Début août face à la presse, puis le 23 devant le Conseil de sécurité, Stephen O'Brien, secrétaire général adjoint de l'ONU pour les affaires humanitaires, a mis en garde contre des "signes avant-coureurs de génocide" en Centrafrique, en revenant de ce pays de 4,5 millions d'habitants où les massacres de civils se multiplient depuis quelques mois (Bria, Bangassou, Gambo) malgré la présence de 12.500 Casques bleus.
Aucune autre source aux Nations unies n'a repris ce terme historiquement et juridiquement chargé, 23 ans après le dernier génocide reconnu, le massacre de 800 000 Tutsis au Rwanda en trois mois.

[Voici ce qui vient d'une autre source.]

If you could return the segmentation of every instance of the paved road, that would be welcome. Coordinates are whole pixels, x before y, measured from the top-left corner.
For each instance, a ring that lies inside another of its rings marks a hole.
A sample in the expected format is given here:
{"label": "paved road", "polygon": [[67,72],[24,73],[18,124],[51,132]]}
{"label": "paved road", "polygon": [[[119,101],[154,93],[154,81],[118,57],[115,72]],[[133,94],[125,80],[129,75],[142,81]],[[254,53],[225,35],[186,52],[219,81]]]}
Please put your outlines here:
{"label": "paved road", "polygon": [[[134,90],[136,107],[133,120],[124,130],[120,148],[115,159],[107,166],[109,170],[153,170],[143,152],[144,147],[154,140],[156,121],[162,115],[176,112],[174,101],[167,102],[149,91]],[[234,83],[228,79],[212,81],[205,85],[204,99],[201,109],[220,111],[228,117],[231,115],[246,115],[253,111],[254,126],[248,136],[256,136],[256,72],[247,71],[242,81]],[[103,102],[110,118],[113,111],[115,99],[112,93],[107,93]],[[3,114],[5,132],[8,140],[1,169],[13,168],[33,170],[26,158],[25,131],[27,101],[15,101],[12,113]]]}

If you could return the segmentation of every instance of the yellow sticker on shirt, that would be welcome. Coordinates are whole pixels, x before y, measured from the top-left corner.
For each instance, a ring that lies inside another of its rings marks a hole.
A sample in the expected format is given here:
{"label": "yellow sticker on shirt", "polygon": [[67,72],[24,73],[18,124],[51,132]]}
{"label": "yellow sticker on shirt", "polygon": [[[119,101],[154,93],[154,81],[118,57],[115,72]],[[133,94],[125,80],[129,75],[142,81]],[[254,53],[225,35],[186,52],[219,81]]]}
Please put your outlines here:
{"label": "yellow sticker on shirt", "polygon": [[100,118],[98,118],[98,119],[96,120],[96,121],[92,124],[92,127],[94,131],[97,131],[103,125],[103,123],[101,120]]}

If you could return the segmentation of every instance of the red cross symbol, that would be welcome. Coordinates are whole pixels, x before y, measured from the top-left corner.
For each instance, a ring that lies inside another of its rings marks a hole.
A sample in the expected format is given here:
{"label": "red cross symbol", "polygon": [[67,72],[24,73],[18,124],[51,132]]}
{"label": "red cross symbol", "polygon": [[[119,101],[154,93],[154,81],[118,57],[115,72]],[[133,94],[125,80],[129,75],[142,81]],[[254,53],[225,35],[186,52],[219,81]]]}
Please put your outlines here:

Mais O'Brien s'est justifié lundi dans un entretien au quotidien français Libération: "J’ai senti qu’il était important d’évoquer devant le Conseil de sécurité ces indices émergents, plutôt que d’attendre les preuves. Car si nous attendons les preuves, il sera trop tard".
Il a pris l'exemple des 2.000 musulmans de Bangassou (sud-est) qui "ont trouvé refuge dans l’église catholique de la ville" parce que des miliciens anti-balaka majoritairement chrétiens "les attendaient dehors, dans les arbres ou dans la jungle, pour les tuer".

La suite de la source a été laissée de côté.